Let's create sample data to demonstrate the merging process ?
import pandas as pd
# Create sample DataFrames representing different Excel files
df1 = pd.DataFrame({
'Product': ['Apple', 'Banana'],
'Quantity': [10, 5],
'Price': [0.5, 0.25]
})
df2 = pd.DataFrame({
'Product': ['Orange', 'Grapes'],
'Quantity': [8, 12],
'Price': [0.4, 0.3]
})
df3 = pd.DataFrame({
'Product': ['Mango', 'Pineapple'],
'Quantity': [15, 7],
'Price': [0.6, 0.8]
})
print("Sample data from file 1:")
print(df1)
Sample data from file 1: Product Quantity Price 0 Apple 10 0.50 1 Banana 5 0.25
Step 4: Create a new merged Excel file
The final step to merge the files is to write the merged data frame to a new Excel file. We can use the Pandas to_excel() method to do this ?
# Merge all DataFrames
df_list = [df1, df2, df3]
merged_df = pd.concat(df_list, ignore_index=True)
print("Merged DataFrame:")
print(merged_df)
Merged DataFrame:
Product Quantity Price
0 Apple 10 0.50
1 Banana 5 0.25
2 Orange 8 0.40
3 Grapes 12 0.30
4 Mango 15 0.60
5 Pineapple 7 0.80
Method 1: Using pd.concat() with List Comprehension
This is the most efficient approach for merging multiple Excel files. We read all files into a list and concatenate them in one operation ?
import pandas as pd
import os
# Identifying the files to merge
path = "/path/to/files/"
files = os.listdir(path)
files_xlsx = [f for f in files if f.endswith('.xlsx')]
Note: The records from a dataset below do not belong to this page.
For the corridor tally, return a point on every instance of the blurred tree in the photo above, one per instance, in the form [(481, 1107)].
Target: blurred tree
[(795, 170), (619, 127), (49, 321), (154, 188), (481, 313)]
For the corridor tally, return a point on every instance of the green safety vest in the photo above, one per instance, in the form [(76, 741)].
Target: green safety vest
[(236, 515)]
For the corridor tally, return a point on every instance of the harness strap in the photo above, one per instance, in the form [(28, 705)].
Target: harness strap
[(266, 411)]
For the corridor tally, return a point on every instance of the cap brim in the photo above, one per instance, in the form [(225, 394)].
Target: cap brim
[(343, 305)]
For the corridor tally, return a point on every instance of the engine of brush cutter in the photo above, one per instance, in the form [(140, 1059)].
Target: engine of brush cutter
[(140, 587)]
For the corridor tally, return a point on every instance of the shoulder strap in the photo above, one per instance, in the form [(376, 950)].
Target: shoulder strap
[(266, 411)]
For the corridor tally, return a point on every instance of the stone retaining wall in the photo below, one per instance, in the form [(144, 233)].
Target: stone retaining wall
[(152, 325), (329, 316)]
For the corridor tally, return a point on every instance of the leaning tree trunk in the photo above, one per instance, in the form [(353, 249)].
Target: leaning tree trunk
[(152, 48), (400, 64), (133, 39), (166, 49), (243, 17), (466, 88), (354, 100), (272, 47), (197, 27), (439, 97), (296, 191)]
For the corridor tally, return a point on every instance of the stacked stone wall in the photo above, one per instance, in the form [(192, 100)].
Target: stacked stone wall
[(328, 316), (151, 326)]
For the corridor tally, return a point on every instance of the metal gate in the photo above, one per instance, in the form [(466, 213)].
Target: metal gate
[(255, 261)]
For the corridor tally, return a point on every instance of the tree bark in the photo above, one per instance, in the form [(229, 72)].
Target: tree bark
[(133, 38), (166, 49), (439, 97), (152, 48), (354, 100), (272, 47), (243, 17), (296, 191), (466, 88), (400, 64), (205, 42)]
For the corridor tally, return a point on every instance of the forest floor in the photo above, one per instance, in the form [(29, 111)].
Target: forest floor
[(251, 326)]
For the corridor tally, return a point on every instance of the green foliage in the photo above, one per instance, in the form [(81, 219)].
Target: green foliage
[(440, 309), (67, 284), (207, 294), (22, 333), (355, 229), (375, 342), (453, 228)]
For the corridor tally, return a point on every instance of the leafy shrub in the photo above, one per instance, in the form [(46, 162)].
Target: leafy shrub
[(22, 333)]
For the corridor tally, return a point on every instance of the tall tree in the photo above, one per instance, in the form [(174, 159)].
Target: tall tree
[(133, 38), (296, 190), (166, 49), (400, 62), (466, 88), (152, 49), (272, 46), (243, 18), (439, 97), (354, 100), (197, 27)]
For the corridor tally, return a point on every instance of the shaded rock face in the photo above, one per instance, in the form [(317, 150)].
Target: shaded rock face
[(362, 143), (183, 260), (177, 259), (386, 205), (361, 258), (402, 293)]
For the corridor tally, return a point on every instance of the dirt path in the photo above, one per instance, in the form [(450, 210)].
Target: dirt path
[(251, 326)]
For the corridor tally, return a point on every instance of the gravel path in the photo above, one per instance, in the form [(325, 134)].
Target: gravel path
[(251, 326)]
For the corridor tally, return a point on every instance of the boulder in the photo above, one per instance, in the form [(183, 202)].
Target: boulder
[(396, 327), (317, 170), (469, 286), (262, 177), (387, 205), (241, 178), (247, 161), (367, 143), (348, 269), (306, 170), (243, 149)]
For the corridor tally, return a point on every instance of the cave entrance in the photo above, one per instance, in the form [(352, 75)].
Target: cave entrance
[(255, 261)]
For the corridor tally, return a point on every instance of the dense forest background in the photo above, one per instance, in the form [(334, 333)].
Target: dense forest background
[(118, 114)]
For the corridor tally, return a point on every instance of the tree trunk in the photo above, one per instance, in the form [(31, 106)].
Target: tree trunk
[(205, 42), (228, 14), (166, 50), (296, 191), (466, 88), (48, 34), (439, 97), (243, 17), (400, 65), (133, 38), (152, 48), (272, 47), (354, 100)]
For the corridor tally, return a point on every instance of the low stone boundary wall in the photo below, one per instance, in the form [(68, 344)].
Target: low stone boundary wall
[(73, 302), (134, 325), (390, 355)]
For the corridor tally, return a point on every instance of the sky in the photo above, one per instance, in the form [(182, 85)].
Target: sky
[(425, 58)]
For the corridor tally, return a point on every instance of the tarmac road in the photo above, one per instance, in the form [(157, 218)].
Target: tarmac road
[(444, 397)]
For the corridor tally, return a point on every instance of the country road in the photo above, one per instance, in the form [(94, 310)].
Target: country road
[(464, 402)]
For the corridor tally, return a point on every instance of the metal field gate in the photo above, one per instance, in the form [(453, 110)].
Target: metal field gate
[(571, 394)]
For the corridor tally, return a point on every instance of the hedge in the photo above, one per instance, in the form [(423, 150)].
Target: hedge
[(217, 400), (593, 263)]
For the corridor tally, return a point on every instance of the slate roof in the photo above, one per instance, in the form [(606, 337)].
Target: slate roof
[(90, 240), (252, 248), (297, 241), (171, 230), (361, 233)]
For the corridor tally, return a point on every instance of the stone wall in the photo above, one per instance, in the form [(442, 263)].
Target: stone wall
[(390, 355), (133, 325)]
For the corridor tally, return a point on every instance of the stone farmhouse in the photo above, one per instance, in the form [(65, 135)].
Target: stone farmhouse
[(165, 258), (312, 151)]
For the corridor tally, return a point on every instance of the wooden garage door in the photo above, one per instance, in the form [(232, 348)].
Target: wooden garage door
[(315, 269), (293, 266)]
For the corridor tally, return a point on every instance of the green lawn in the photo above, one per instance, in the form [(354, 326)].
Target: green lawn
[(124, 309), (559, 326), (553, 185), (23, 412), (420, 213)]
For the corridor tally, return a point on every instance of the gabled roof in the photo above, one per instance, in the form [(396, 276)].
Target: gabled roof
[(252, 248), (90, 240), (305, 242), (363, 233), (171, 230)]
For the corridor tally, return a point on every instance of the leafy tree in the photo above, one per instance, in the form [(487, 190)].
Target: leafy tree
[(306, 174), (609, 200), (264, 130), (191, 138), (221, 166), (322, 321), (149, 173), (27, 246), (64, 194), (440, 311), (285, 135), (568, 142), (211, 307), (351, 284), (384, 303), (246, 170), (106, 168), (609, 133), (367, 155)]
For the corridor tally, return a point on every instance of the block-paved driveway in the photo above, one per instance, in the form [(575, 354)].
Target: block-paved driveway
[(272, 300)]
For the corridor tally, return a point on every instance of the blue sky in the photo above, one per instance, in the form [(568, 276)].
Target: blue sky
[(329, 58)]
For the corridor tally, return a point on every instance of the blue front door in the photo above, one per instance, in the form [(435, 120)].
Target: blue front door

# Reading and concatenating Excel files in one step
df_list = [pd.read_excel(os.path.join(path, f)) for f in files_xlsx]
merged_df = pd.concat(df_list, ignore_index=True)
# Writing the merged data frame to a new Excel file
output_path = "/path/to/merged_file.xlsx"
merged_df.to_excel(output_path, index=False)
Method 2: Using a for loop with pd.concat()
This approach processes files one by one, which can be useful when dealing with very large files or when you need to perform operations on each file before merging ?
import pandas as pd
# Sample DataFrames representing Excel files
files_data = [
pd.DataFrame({'Product': ['Apple', 'Banana'], 'Quantity': [10, 5], 'Price': [0.5, 0.25]}),
pd.DataFrame({'Product': ['Orange', 'Grapes'], 'Quantity': [8, 12], 'Price': [0.4, 0.3]}),
pd.DataFrame({'Product': ['Mango', 'Pineapple'], 'Quantity': [15, 7], 'Price': [0.6, 0.8]})
]
# Initialize an empty DataFrame
merged_df = pd.DataFrame()
# Reading and concatenating files using a loop
for i, data in enumerate(files_data):
print(f"Processing file {i+1}:")
print(data)
merged_df = pd.concat([merged_df, data], ignore_index=True)
print("\nFinal merged DataFrame:")
print(merged_df)
Processing file 1:
Product Quantity Price
0 Apple 10 0.50
1 Banana 5 0.25
Processing file 2:
Product Quantity Price
0 Orange 8 0.40
1 Grapes 12 0.30
Processing file 3:
Product Quantity Price
0 Mango 15 0.60
1 Pineapple 7 0.80
Final merged DataFrame:
Product Quantity Price
0 Apple 10 0.50
1 Banana 5 0.25
2 Orange 8 0.40
3 Grapes 12 0.30
4 Mango 15 0.60
5 Pineapple 7 0.80
Method 3: Using pd.merge() for Column-based Merging
When you need to merge files based on common columns (similar to SQL joins), use pd.merge() instead of concat() ?
import pandas as pd
# Create sample DataFrames with common columns
df1 = pd.DataFrame({
'Product': ['Apple', 'Banana', 'Orange'],
'Quantity': [10, 5, 8]
})
df2 = pd.DataFrame({
'Product': ['Apple', 'Banana', 'Orange'],
'Price': [0.5, 0.25, 0.4]
})
# Merge based on common 'Product' column
merged_df = pd.merge(df1, df2, on='Product')
print("Merged DataFrame based on Product column:")
print(merged_df)
Merged DataFrame based on Product column: Product Quantity Price 0 Apple 10 0.50 1 Banana 5 0.25 2 Orange 8 0.40
Comparison
| Method | Best For | Performance | Use Case |
|---|---|---|---|
pd.concat() with list comprehension |
Multiple files with same structure | Fastest | Stacking data vertically |
For loop with pd.concat()
|
Large files or custom processing | Moderate | When memory is limited |
pd.merge() |
Files with common columns | Depends on data size | Joining based on keys |
Conclusion
Merging multiple Excel files into a single file using Python saves time and reduces errors when dealing with large datasets. Use pd.concat() for stacking similar structured files and pd.merge() for combining files based on common columns. With Python's Pandas library, merging Excel files becomes an efficient and automated process.